When adding responsive design to the MagmaSoft websites I was tempted to use either Pure.css or reuse Milligram as done on my homepage, however decided to google for typographic correct breakpoints. No need to explain here what this is, since Vasilis van Gemert has done it masterly in his article about Logical Breakpoints Responsive Design in the Smashing Magazine

Vasilis provides a measure help which allows you to detect, how many ‘em’s you need for a certain font to provide a certain average amount of words per line in a certain language. Since we are trilingual: English, German, Spanish, I tried several options and settled on 40 em, which gives us around 90 characters a line. The left margin is set to 6% of the space, the text line to 94%, so that the reader does not have to horizontal scroll the maximized browser window on a wide screen to find the text.

When the screen size gets smaller, the text font is scaled down a little bit and the margins are set to zero. So there is more text shown on smartphone screens.

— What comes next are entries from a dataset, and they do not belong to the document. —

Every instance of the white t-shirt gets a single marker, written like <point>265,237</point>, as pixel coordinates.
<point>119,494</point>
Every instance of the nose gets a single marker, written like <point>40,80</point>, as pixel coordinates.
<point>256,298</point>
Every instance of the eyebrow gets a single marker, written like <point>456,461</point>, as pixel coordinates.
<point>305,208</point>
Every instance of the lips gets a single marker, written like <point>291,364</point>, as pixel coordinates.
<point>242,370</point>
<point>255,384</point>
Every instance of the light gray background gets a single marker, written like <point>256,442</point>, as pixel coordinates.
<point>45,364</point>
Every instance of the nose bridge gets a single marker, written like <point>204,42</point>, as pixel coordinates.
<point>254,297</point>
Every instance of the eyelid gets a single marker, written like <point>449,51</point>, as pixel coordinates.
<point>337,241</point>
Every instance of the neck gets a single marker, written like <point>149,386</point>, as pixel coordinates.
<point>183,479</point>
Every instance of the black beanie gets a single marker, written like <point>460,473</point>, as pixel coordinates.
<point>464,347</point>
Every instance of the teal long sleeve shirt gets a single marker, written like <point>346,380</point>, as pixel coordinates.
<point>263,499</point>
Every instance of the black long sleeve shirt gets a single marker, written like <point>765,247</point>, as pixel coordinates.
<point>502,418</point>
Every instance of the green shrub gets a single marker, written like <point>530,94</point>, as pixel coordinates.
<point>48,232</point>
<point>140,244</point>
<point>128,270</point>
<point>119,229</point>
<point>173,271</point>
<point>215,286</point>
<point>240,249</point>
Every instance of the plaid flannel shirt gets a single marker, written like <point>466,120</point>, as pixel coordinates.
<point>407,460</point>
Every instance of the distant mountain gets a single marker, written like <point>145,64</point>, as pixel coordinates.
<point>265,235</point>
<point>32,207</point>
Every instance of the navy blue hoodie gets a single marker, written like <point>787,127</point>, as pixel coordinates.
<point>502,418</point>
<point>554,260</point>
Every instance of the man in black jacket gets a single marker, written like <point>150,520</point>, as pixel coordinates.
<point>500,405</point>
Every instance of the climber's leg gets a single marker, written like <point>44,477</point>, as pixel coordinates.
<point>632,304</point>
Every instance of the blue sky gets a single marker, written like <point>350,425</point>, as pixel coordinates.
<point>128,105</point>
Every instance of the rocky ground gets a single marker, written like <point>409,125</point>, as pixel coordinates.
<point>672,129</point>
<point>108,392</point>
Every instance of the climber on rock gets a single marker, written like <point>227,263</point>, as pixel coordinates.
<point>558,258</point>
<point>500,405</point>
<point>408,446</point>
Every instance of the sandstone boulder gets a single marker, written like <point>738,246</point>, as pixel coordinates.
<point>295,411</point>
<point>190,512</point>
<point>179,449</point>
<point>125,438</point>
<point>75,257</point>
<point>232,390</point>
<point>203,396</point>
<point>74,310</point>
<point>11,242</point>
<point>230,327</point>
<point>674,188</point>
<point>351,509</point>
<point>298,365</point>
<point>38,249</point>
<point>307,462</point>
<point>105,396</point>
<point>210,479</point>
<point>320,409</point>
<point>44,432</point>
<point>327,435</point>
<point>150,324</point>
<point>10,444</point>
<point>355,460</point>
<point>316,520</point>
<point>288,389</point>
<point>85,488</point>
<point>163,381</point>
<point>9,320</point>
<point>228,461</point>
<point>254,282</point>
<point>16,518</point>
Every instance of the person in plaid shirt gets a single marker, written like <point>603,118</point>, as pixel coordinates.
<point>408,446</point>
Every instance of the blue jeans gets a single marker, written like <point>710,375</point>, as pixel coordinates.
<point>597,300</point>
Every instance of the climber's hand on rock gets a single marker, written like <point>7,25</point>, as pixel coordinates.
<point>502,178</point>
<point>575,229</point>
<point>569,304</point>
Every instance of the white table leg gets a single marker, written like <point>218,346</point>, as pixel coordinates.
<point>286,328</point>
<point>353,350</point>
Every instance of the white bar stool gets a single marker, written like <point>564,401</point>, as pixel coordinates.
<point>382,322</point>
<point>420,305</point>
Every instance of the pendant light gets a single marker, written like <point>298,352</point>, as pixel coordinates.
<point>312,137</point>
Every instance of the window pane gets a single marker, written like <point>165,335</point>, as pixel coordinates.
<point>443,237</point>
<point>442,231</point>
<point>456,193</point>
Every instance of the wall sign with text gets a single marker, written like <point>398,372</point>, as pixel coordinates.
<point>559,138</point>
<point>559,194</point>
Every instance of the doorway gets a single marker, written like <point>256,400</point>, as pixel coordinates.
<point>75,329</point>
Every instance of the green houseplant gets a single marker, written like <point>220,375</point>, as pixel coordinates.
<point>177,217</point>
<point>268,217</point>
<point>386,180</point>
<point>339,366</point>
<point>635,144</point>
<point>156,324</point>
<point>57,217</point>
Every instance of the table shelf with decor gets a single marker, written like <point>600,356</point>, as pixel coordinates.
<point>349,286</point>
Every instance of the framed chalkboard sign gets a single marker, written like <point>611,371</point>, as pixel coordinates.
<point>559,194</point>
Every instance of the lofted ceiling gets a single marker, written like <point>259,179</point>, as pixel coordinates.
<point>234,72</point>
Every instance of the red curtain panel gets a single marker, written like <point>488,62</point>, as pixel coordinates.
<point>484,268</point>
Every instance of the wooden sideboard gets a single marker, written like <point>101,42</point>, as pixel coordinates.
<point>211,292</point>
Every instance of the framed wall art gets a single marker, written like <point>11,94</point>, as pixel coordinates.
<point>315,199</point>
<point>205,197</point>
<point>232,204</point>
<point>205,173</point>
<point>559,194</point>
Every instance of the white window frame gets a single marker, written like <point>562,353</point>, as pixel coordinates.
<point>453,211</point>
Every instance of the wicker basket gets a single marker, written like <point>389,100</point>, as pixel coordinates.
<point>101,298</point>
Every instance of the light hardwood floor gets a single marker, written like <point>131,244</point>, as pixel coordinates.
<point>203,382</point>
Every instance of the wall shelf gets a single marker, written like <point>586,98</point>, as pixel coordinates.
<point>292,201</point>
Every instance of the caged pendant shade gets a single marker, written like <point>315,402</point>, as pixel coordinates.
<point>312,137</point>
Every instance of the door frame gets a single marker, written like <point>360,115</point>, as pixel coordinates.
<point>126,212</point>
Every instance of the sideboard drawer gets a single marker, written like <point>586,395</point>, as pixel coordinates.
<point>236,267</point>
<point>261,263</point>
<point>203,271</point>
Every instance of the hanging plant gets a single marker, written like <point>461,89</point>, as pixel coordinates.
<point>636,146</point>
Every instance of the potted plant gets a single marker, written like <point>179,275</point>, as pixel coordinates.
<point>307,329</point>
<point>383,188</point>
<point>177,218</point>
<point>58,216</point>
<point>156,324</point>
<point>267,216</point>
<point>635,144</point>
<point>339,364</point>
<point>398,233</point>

IkiWiki just required some small changes to local.css and page.tpl.

local.css:

@media (max-width: 44em) {
   body {
      font-size: .9em;
      padding: 0 1.5em;
      margin: 0;
    }
}

@media (min-width: 44em) {
   body {
      max-width: 47em;
   }

   article {
      width: 94%;
      margin-left: 6%;
   }

   h1, h1 + p {
      margin: 1em 0 1em -6%;
   }

}

page.tmpl:

<TMPL_IF HTML5>
<meta name="viewport" content="width=device-width, initial-scale=1">
</TMPL_IF>
<link rel="stylesheet" href="<TMPL_VAR BASEURL>css/normalize.css" type="text/css" />

Since the first test involved Milligram, I included normalize.css too. I left it in after moving to Vasilis’ design, hoping “it helps” somehow.